Was this drawing made in Easel as I have found that you can not trust that the borders of the characters all seem to have different boundaries so you can not trust that the letters or drawings will always be in the correct position. There was a chat about how to make a smaller bounding box attached to a letter a short time ago. I almost always use the centered node number and adjust the position manually using the Easel DRO. I won’t say that I trust the digital more than my eyes but numbers don’t usually confuse the issue for me. It’s clear if you look at the “6” bounding box size. I would not trust my eyes for some of my works. I trust in the drawing readouts more. For quickee project I rely on the “graph paper” type backgrounds.

readings 100%

I’m not sure on the motor sizes - they are the motors that came with the MegaV.

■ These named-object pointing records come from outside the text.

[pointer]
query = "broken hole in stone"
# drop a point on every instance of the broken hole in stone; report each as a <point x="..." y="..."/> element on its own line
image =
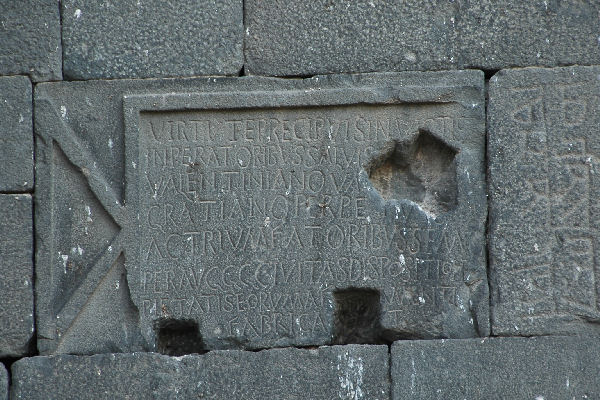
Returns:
<point x="422" y="170"/>
<point x="177" y="337"/>
<point x="357" y="317"/>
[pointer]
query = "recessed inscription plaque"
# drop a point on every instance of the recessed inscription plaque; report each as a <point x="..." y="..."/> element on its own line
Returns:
<point x="187" y="215"/>
<point x="253" y="208"/>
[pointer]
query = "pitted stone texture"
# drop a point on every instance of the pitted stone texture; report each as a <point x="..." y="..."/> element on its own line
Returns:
<point x="496" y="368"/>
<point x="3" y="383"/>
<point x="30" y="39"/>
<point x="340" y="372"/>
<point x="16" y="134"/>
<point x="16" y="270"/>
<point x="324" y="36"/>
<point x="155" y="38"/>
<point x="225" y="266"/>
<point x="544" y="152"/>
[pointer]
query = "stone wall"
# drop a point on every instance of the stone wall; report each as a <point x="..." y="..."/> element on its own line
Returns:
<point x="275" y="199"/>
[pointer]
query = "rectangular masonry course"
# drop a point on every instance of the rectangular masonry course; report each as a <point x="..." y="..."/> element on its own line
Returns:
<point x="340" y="372"/>
<point x="16" y="272"/>
<point x="151" y="38"/>
<point x="328" y="36"/>
<point x="496" y="368"/>
<point x="30" y="39"/>
<point x="16" y="134"/>
<point x="3" y="383"/>
<point x="260" y="212"/>
<point x="544" y="155"/>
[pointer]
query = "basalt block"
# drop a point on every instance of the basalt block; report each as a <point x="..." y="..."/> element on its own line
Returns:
<point x="151" y="39"/>
<point x="544" y="153"/>
<point x="344" y="372"/>
<point x="16" y="269"/>
<point x="3" y="383"/>
<point x="496" y="368"/>
<point x="31" y="39"/>
<point x="255" y="212"/>
<point x="16" y="134"/>
<point x="297" y="38"/>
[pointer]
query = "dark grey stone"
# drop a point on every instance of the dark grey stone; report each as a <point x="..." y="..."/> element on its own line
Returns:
<point x="152" y="38"/>
<point x="3" y="383"/>
<point x="30" y="39"/>
<point x="544" y="152"/>
<point x="362" y="237"/>
<point x="341" y="372"/>
<point x="329" y="36"/>
<point x="16" y="272"/>
<point x="496" y="368"/>
<point x="16" y="134"/>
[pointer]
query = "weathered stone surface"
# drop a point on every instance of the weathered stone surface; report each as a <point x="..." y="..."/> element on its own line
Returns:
<point x="305" y="38"/>
<point x="496" y="368"/>
<point x="3" y="383"/>
<point x="344" y="372"/>
<point x="544" y="151"/>
<point x="156" y="38"/>
<point x="16" y="134"/>
<point x="16" y="270"/>
<point x="30" y="39"/>
<point x="304" y="212"/>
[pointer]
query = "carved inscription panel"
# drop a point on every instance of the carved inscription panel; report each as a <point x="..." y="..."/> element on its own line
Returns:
<point x="544" y="155"/>
<point x="250" y="220"/>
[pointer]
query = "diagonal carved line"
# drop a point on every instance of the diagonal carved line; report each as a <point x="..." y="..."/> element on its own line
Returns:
<point x="75" y="305"/>
<point x="83" y="159"/>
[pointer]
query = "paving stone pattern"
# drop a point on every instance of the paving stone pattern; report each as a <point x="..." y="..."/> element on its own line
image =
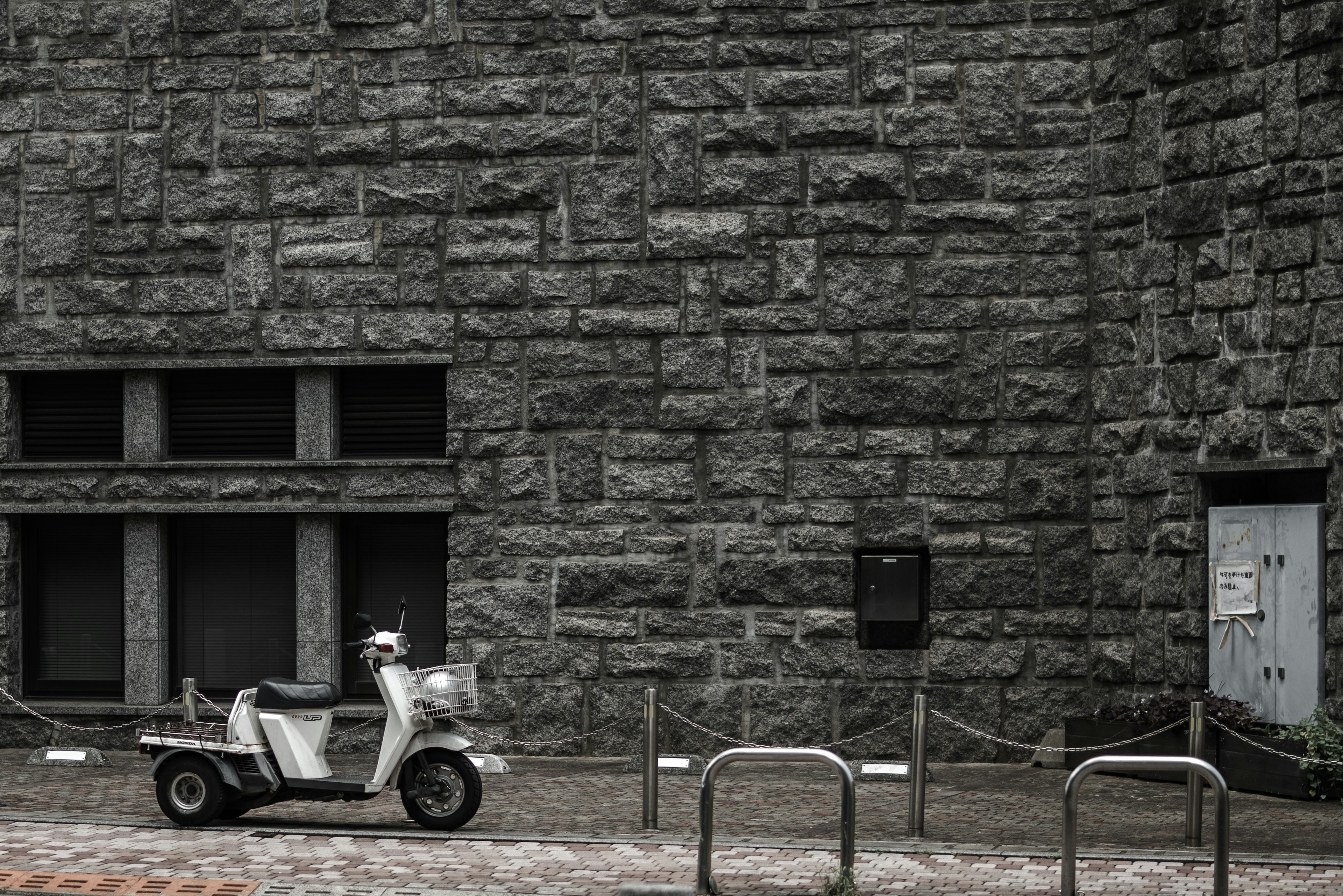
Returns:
<point x="999" y="807"/>
<point x="329" y="864"/>
<point x="730" y="291"/>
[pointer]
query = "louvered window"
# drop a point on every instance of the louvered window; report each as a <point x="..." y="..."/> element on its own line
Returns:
<point x="394" y="411"/>
<point x="70" y="416"/>
<point x="234" y="592"/>
<point x="389" y="558"/>
<point x="233" y="413"/>
<point x="73" y="586"/>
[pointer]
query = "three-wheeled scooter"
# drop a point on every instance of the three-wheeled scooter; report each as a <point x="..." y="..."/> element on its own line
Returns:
<point x="272" y="749"/>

My feed rate for the roughing is set to 100in/min with 25in/min plunge rate and .03in per pass. What would you recommend it be set to?

Im not sure that I follow what you’re saying.

I converted an image into a vector, so they arent individual letters that I am working with. If you look at my drawing in Easel, it is pretty clear that the “R” and “Q” are pretty far apart, yet if you look at how it carved, the R is overlapping the Q.

I don’t think I go more than 80 ipm in wood and 12 ipm in the Z on wood. Those speeds could be some of your problem. I’d back them down to half and try it on wood just to see if it comes out. Bit type, feed rate, depth of cut, and material are all variables that you need to play with.

I would suggest that you make a bunch of concentric circles on easel and centered on your work piece. Cut the program directly from easel. (don’t use another program to run g code) How do the circles look? It would be best if your work space is on cut it full size work table. After checking the easel cut circles, run the g code and compare.